When Jennings joined ABC as a correspondent in 1964, at the age of 25, he found that "here was this big company prepared to pay my way around the world and feed me and clothe me, and I began to say, `What'll I do when I grow up? It's been incredible."

That attitude is the most lasting impression one gathers from a conversation with Jennings. In journalism, which may well contain the highest percentage of cynics in any profession, Jennings remains disarmingly enthusiastic about his work.

Jennings started broadcasting at the age of 9, when he hosted a radio progra m called "Peter's Program," during which he played music and reported some news.

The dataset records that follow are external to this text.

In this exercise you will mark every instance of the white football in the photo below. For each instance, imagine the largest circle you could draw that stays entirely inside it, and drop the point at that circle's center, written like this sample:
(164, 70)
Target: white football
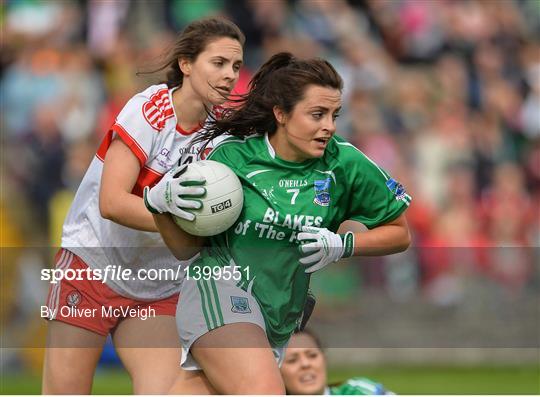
(222, 203)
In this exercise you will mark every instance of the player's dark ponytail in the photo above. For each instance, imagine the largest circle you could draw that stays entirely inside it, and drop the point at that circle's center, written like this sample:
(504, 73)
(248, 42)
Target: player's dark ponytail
(280, 82)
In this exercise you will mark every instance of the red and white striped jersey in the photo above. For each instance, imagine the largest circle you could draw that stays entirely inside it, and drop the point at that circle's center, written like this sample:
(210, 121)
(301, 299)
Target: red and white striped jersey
(148, 126)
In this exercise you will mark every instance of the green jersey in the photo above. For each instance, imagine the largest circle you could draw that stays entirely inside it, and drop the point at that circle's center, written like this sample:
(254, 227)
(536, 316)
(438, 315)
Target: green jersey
(358, 387)
(279, 198)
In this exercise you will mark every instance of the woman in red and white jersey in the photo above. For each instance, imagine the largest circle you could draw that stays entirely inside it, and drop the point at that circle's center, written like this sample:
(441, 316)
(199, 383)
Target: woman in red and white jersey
(109, 231)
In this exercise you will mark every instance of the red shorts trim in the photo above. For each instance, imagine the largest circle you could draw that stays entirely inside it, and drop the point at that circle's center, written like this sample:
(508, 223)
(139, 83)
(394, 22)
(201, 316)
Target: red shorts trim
(92, 305)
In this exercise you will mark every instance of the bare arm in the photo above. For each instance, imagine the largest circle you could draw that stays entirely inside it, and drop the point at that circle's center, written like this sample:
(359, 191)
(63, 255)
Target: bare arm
(116, 202)
(182, 245)
(383, 240)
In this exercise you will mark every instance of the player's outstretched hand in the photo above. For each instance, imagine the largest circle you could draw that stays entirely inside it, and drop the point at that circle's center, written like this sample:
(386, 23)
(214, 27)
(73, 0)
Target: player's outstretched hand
(176, 193)
(322, 247)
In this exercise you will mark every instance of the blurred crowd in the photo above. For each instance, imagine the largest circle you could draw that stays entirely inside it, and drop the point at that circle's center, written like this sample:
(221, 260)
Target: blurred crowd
(444, 94)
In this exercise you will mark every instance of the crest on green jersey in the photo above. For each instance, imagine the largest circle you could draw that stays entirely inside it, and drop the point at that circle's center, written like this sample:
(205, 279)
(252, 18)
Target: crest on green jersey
(322, 192)
(240, 305)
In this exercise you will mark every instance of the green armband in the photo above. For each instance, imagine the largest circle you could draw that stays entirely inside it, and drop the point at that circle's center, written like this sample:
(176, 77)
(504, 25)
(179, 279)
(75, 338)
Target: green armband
(348, 244)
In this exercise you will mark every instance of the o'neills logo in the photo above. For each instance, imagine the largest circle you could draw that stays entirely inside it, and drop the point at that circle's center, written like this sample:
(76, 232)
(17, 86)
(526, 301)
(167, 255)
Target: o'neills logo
(221, 206)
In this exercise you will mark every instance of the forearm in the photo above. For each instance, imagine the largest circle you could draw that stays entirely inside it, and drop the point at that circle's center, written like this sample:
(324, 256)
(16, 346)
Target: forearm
(128, 210)
(383, 240)
(182, 245)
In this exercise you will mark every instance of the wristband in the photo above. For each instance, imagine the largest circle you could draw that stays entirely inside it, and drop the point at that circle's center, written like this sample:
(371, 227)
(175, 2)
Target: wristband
(348, 244)
(146, 203)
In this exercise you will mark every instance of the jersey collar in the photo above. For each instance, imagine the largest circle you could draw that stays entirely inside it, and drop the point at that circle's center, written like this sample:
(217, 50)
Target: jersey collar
(271, 150)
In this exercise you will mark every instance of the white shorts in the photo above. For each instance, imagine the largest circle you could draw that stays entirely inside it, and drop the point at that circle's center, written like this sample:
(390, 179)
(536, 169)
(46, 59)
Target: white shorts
(209, 304)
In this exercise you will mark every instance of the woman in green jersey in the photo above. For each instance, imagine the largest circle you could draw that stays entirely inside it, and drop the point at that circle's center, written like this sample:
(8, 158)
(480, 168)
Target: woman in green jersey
(300, 183)
(304, 371)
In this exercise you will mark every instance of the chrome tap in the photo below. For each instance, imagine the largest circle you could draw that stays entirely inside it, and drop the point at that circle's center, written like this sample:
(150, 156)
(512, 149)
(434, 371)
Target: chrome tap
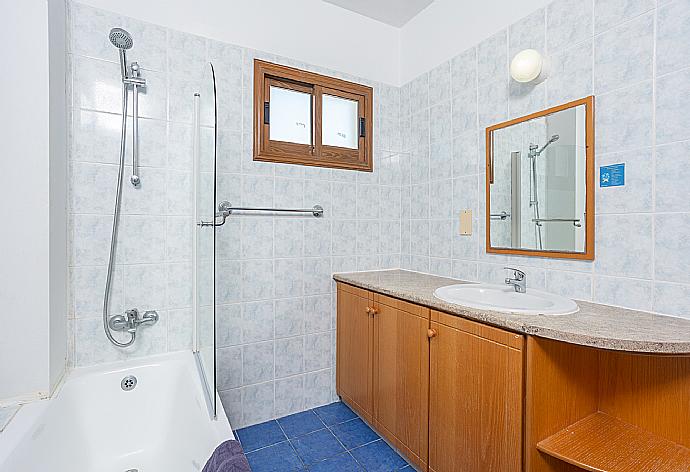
(518, 281)
(131, 320)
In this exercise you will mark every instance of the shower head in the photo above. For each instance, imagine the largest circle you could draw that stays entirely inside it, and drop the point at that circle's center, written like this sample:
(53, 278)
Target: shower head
(120, 38)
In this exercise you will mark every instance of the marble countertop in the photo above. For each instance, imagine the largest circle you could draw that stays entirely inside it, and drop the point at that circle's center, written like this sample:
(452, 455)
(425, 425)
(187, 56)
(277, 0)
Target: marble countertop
(595, 325)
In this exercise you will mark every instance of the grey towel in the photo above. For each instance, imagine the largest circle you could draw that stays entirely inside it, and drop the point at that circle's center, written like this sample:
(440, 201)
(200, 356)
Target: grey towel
(228, 457)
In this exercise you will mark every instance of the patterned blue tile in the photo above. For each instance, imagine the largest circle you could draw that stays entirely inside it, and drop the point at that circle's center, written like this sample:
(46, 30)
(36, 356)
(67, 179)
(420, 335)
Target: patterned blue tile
(260, 435)
(354, 433)
(378, 457)
(334, 413)
(341, 463)
(300, 423)
(317, 446)
(277, 458)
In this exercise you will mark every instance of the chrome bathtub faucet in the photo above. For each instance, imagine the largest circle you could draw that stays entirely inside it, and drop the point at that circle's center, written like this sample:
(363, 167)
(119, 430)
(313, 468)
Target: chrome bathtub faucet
(518, 281)
(131, 320)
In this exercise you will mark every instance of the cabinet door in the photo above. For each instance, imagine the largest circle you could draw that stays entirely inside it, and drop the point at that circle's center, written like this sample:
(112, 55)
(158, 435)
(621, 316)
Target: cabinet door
(401, 380)
(475, 402)
(354, 351)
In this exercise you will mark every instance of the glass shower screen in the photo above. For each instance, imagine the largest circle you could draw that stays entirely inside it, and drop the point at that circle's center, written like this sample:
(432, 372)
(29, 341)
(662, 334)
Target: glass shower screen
(205, 134)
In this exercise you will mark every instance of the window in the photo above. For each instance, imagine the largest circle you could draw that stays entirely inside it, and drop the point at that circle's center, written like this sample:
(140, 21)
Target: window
(310, 119)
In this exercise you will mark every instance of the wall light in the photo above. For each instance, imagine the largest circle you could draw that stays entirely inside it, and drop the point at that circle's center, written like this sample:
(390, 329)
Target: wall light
(527, 65)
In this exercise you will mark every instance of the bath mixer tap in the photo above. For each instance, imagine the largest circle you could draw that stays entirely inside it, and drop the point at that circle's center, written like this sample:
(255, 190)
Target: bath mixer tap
(131, 320)
(518, 281)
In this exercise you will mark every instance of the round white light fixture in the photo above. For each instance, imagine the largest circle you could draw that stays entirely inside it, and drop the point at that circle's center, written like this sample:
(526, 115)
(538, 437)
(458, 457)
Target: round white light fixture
(526, 66)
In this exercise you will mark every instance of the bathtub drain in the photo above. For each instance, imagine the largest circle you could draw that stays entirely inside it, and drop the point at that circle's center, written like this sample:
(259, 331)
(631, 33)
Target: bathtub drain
(127, 384)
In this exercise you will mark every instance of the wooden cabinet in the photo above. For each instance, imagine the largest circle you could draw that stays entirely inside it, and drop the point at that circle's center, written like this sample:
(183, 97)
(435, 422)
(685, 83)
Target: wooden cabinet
(445, 391)
(475, 397)
(354, 349)
(401, 376)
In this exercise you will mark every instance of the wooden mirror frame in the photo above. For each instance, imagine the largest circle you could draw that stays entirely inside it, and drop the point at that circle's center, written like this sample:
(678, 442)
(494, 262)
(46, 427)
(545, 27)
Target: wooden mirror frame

Jennings began his journalism career in 1959, when he went to work for a radio station in Brockville, Ontario. In the early 1960s he hosted two public-affairs programs on the Canadian Broadcasting Company. He later became co-anchor of Canada's first national news on a commericial network.

When Jennings took over as anchor of the "ABC Evening News," he became, at 26, the youngest network anchor ever. His youth and lack of experience showed, and two years later he quit anchoring to go back to reporting. He says not that if he had stayed on he figures he would have been fired about eight weeks later.

For two years after leaving the anchor position, he worked in the United States, then headed overseas.

He was the first American broadcast reporter to set up shop in the Arab world when he opened ABC's bureau in Beirut in 1969. From his base in Lebanon, Jennings patrolled the frontiers, cities and byways of the Middle East. Long before the fall of the Shah of Iran, Jennings spent time in Tehran, interviewed Ayatollah Khomeini when he was in exile in France, and covered the Arab-Israeli wars of 1967 and 1973.

He also covered the assassination of John F. Kennedy, the civil rights movement, the presidential campaigns of George Wallace, Barry Goldwater and Eugene McCarthy, PLO leader Yasser Arafat and Pope John Paul II. He visited Auschwitz with a former prisoner, Nobel laureate Elie Wiesel, and anchored the news from Hiroshima on the 40th anniversary of the dropping of the atomic bomb.

Jennings did a brief stint as news anchor for ABC's "Good Morning, America" in the mid-1970s before again going back overseas as the network's chief foreign correspondent and working as a reporter and co-anchor of the evening news from London.

Jennings worked out of London from 1978 until 1983, when he was named anchor of "World News Tonight."

Since 1984 he has grown more confident and at ease with himself and his job. But he remains, in the words of Paul Friedman, executive producer of "World News," "the most self-critical person I've ever run into. He's very, very hard on himself."

Jennings enjoys ad-libbing, but he also likes writing the show.

A close look at the introducition to the news reveals a number of things about Jennings' writing. First, it is lucid. He starts with a simple declarative sentence but one that contains a bit of sweep and drama.

More than anything, though, it is live television that excites Jennings most about TV.

Jennings' work in live situations such as the Challenger shuttle disater or the hijacking of a plane by terrorists has won him cosistently high praise frm television critics throuth the years.

There are huge rewards for doing what Jennings does. He is paid a reported $1.8 million a year (less that Brokaw, at $2 million, or Rather, at $2.5 million).

He has built a new home on Long Island, where he spends weekends with his wife and children, sailing and playing tennis in summer and, in winter, sailing his ice boat.